The madness was over. Wednesday was safe. The king was dead. Rumbold’s mother would finally rest in sweet peace long deserved. Aunt Joy had overseen the healing of the world. There they all stood, Sunday in her old nightgown, in a pool of giant’s blood by the ruins of a magic beanstalk, bathed in quiet moonlight and surrounded by the people she loved most in the world. They were going to survive, and in time, they were going to be all right. But not together. This was the end.
In that moment, Sunday felt utterly, completely alone.
She let go of Rumbold. Then she spun on a heel and began walking back to the towerhouse, one dirty bare foot in front of the other, back to the quiet insanity of her life before. Trix passed her on his way back, carrying one of Friday’s embroidered sofa pillows in his hands.
“Sunday, wait.”
Finally.
Finally, Rumbold called for her. Finally, when she no longer had the will to turn back. She stared at her house, at the gaudy tower jutting out of it that had been her home and would remain so, always and forever. She kept walking.
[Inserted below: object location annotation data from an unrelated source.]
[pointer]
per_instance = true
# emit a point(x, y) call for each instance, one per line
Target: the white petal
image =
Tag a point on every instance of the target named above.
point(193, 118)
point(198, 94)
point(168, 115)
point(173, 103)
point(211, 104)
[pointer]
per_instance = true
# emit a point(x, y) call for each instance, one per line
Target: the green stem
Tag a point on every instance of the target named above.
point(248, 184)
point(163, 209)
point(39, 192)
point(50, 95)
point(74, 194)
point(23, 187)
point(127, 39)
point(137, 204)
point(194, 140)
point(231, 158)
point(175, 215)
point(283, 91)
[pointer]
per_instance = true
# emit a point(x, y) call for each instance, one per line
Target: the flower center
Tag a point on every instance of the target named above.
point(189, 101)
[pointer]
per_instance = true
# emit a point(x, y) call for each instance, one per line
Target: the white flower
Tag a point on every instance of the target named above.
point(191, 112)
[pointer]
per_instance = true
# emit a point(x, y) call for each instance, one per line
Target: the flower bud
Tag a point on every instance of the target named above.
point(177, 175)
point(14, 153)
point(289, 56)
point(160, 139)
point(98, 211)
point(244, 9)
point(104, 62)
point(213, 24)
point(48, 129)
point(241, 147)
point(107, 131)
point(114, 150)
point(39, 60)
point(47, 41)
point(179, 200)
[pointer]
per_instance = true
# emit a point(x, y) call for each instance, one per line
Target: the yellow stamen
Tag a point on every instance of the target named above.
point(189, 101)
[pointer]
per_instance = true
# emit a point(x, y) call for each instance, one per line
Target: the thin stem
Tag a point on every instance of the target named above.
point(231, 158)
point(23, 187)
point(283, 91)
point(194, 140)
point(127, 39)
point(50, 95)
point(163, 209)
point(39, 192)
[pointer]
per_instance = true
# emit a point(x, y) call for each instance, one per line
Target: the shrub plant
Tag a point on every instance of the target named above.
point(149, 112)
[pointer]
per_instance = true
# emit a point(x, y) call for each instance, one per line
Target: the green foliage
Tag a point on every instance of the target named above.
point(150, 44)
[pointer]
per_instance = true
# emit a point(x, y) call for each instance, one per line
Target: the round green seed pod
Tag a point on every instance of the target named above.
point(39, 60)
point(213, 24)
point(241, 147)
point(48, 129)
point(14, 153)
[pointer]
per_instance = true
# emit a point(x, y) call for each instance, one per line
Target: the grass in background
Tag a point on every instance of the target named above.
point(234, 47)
Maybe now that Wednesday was queen, Mama would let Sunday have the aerie.
“I’m sorry,” he said.
She stopped and clutched her hands to her breast, wondering how a heart that had been broken so many times in the past week had any piece left large enough to shatter.
Don’t do this,
she pleaded silently.
“Sunday, please,” he cried. “Don’t leave me again.”
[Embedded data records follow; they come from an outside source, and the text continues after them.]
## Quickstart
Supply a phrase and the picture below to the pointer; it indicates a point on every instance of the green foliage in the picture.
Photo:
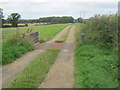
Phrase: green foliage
(14, 47)
(46, 32)
(95, 68)
(102, 30)
(35, 72)
(13, 19)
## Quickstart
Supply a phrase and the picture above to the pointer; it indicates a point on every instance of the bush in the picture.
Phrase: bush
(13, 48)
(102, 30)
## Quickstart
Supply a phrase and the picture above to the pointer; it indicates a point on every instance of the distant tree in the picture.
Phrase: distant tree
(14, 18)
(1, 17)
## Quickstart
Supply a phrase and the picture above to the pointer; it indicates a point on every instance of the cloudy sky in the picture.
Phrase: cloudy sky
(32, 9)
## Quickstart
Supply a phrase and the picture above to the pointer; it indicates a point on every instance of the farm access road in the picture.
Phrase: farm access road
(64, 63)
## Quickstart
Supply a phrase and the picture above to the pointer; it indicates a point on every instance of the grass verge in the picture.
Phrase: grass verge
(15, 47)
(35, 72)
(46, 32)
(95, 68)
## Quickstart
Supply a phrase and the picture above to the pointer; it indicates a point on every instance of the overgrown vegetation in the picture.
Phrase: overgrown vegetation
(35, 72)
(14, 47)
(46, 32)
(102, 31)
(96, 63)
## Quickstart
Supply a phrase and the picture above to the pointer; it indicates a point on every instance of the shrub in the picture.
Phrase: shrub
(102, 30)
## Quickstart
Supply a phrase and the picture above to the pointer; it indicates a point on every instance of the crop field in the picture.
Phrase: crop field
(46, 32)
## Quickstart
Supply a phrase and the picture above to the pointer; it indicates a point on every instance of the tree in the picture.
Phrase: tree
(14, 18)
(1, 17)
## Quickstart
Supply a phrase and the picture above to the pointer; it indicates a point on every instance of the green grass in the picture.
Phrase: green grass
(13, 48)
(36, 71)
(46, 32)
(95, 68)
(64, 37)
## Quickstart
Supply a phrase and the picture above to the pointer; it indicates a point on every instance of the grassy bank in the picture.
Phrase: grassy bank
(35, 72)
(96, 62)
(15, 47)
(95, 68)
(46, 32)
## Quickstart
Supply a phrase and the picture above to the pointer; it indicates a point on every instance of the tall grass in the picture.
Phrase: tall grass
(96, 63)
(102, 30)
(14, 47)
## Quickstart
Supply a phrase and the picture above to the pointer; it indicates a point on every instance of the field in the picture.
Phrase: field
(94, 68)
(36, 71)
(96, 60)
(46, 32)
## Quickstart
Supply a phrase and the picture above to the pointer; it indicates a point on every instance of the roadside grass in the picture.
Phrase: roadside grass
(63, 38)
(14, 47)
(46, 32)
(36, 71)
(95, 68)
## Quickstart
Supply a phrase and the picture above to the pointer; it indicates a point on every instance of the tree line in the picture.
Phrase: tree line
(15, 18)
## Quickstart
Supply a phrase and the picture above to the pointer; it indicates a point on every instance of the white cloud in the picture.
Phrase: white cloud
(36, 9)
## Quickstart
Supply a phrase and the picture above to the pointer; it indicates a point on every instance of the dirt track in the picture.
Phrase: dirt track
(61, 73)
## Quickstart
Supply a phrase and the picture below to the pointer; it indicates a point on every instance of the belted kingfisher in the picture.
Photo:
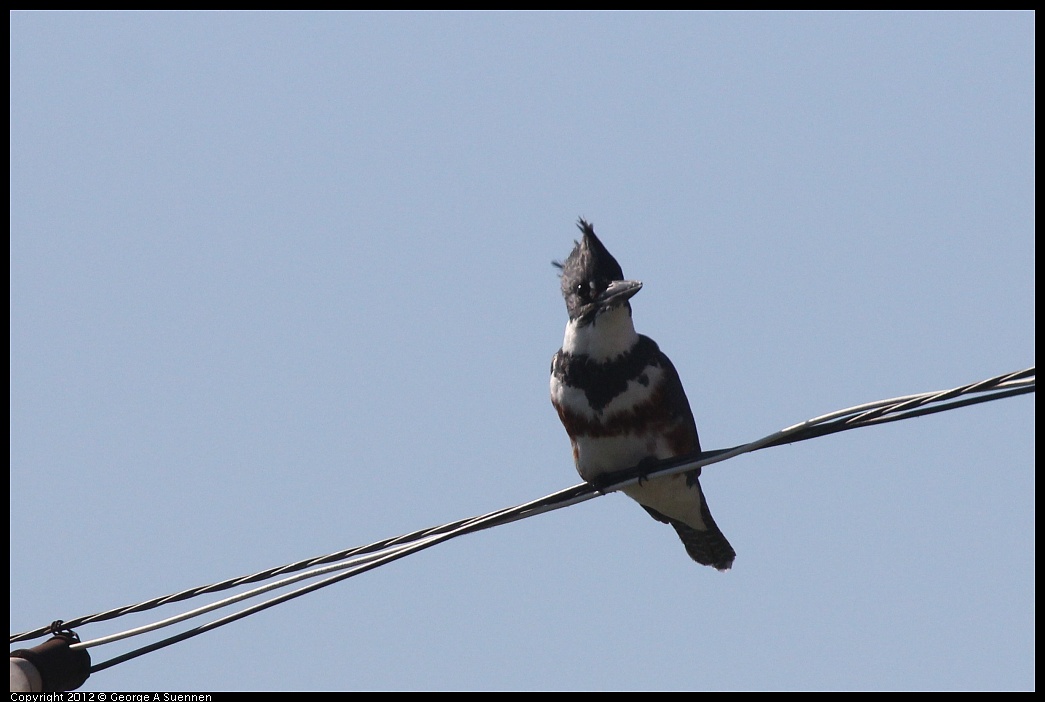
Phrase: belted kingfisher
(622, 402)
She refused to turn around; doing so would only smash her resolve. “Attend to your mother. You don’t have much time,” said Sunday. “And then go home. Go on without me.”
“I don’t know how.”
She closed her eyes. There was so much joy in her, and so much sorrow. How aptly named their godmothers were. What a pair they made.
“It’s late.” She sighed. “I’m tired”—which was true—“and I’m filthy”—she didn’t want to think about the contents of the grime that covered her from head to toe—“and...”
The air around her shimmered blue and filled with small bolts of lightning that made all the hair on her body stand on end. Her feet left the ground briefly, and her tears were washed away in a warm, invisible sunlight. Immense happiness filled her, and she
glowed,
from the inside out. When her feet touched the ground again and the blue fairydust dimmed, she found herself back in the silver and gold ball gown. Her hair was clean and pulled back with Thursday’s fantastical pins. Even the dirt under her nails had vanished. She lifted her skirts to see that the blood had been washed from her feet, and that she wore only one shoe. With no excuses left, Sunday turned around.